If the News Feed option is chosen, it is likely that users will see one ad for every 20 updates, which would comprise roughly five percent of a user’s entire News Feed. If Facebook chooses the log in option, the results would likely be similar to the model of pay wall advertising, in which readers looking to gain access to specific online content would have to watch a video beforehand.
Leading industry figures have met this news with varying degrees of skepticism. In a panel discussion hosted by The Today Show, Donny Deutsch, Chairman of Deutsch Inc., announced that this maneuver marked “the beginning of the end for Facebook.” He isn’t alone in this opinion. Many people, from industry pundits to simple site users, have articulated their intense disapproval of the new policy. Mr. Deutsch claims that the introduction of highly intrusive ads violates the fundamental purpose of a social network: bringing people and ideas together. By introducing outside advertisements, there is an inherent fragmentation of this experience, which many believe will detract from the overall user experience that Facebook offers.
However, this complaint may fall on deaf ears, simply due to the enormous revenue potential that it holds. Olivia Devereux, Tier10’s Media Director who happens to have 20 years of experience in strategic media buying, believes that the new policy has the potential to provide enormous gains for certain advertisers.

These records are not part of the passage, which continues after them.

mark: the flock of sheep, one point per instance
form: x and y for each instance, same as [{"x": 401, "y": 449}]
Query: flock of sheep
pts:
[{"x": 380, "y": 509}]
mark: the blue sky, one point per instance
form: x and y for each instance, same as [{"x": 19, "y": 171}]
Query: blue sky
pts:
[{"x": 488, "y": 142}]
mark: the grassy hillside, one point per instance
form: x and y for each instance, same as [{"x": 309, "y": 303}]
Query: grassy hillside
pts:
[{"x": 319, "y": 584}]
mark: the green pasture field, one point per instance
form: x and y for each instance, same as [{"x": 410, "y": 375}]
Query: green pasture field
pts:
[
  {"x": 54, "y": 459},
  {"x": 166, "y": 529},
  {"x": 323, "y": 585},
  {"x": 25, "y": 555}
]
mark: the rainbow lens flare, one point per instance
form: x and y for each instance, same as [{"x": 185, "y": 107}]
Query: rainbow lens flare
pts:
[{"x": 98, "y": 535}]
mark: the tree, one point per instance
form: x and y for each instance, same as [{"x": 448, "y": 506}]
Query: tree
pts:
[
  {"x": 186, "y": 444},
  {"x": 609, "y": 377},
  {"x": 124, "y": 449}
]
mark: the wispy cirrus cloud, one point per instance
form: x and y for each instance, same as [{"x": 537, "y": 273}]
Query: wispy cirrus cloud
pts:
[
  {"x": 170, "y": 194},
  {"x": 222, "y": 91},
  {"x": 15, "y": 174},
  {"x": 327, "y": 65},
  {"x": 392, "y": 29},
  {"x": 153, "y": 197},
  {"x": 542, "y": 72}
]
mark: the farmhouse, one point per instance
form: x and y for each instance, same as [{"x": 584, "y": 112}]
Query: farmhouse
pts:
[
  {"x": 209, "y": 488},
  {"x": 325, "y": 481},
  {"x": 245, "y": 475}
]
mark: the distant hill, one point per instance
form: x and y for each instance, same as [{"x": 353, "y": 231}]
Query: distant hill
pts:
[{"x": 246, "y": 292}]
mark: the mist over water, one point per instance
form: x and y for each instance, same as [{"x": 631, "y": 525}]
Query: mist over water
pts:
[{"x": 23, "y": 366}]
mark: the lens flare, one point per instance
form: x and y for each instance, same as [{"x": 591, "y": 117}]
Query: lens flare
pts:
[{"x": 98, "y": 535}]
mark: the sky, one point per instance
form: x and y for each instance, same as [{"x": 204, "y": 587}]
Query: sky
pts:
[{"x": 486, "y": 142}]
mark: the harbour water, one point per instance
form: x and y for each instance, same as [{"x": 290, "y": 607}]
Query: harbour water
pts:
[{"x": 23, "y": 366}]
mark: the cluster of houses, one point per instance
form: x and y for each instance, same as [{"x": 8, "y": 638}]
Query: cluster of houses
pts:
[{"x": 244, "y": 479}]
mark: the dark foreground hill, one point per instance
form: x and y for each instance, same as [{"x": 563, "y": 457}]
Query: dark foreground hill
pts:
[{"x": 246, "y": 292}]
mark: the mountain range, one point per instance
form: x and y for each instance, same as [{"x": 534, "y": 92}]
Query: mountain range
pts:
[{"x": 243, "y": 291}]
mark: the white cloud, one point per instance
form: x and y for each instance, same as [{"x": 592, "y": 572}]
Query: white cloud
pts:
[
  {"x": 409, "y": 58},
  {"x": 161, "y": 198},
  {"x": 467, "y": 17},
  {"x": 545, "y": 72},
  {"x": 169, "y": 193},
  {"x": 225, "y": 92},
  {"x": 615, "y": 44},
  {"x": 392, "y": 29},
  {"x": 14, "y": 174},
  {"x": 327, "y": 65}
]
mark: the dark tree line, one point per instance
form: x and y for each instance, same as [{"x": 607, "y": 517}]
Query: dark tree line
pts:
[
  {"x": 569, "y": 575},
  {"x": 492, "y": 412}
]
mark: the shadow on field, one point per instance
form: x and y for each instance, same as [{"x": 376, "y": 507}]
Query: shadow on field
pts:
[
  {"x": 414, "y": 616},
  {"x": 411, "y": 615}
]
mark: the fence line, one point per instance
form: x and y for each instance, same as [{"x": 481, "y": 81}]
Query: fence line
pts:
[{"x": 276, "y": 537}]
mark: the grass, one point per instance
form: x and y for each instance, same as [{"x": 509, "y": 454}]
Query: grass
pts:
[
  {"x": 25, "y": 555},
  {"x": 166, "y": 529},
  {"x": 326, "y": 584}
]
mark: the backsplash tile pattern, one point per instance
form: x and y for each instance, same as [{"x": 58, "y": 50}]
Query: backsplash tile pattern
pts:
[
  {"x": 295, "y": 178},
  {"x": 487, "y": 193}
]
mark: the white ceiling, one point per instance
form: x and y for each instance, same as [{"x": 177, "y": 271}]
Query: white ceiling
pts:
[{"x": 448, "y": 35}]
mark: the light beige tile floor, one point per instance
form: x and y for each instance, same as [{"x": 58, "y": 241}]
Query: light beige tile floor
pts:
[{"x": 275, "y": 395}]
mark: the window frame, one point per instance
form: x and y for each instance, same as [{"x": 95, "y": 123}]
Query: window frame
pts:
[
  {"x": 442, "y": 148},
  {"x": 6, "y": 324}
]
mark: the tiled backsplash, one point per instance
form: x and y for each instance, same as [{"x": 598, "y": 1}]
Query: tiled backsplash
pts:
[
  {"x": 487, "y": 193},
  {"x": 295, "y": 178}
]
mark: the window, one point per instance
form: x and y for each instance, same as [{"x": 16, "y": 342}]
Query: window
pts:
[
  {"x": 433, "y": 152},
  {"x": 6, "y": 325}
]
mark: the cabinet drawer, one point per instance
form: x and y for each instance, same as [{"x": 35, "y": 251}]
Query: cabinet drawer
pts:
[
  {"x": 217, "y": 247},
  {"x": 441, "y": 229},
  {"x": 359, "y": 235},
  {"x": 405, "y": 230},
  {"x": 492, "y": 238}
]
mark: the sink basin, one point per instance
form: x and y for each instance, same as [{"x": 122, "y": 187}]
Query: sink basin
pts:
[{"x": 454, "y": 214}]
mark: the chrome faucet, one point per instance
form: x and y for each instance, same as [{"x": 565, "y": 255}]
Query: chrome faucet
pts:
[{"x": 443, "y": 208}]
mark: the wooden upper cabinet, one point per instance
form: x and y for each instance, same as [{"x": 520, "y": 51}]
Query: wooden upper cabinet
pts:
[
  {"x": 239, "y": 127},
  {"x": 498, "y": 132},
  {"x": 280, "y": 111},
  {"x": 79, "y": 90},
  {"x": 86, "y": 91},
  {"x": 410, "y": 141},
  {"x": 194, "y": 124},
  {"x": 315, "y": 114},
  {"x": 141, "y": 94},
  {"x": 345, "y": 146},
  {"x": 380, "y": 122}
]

“It could make sense for national advertisers, depending on their demographic targets,” commented Devereux, “because it could potentially put them directly in front of the right people.”
However, Devereux also stresses that, despite the enormous advertising opportunity and potential revenue stream that could be generated by the site’s aforementioned 1.15 billion users, it could also turn many people off of Facebook.
“These modifications could damage Facebook’s appeal,” said Devereux. “However, we’ve put up with continued privacy invasions and policy changes from Facebook before, so opinions will largely reflect the level of integration that Facebook possesses in each user’s life. We’ll have to wait and see.”
Ultimately, Zuckerberg has declared that Facebook will be highly attentive to the reactions of users to the new policy. As the service has yet to be unveiled, it remains to be seen whether or not users will be able to adapt and live with it, or whether they will make their contempt for the service known by deactivating their accounts.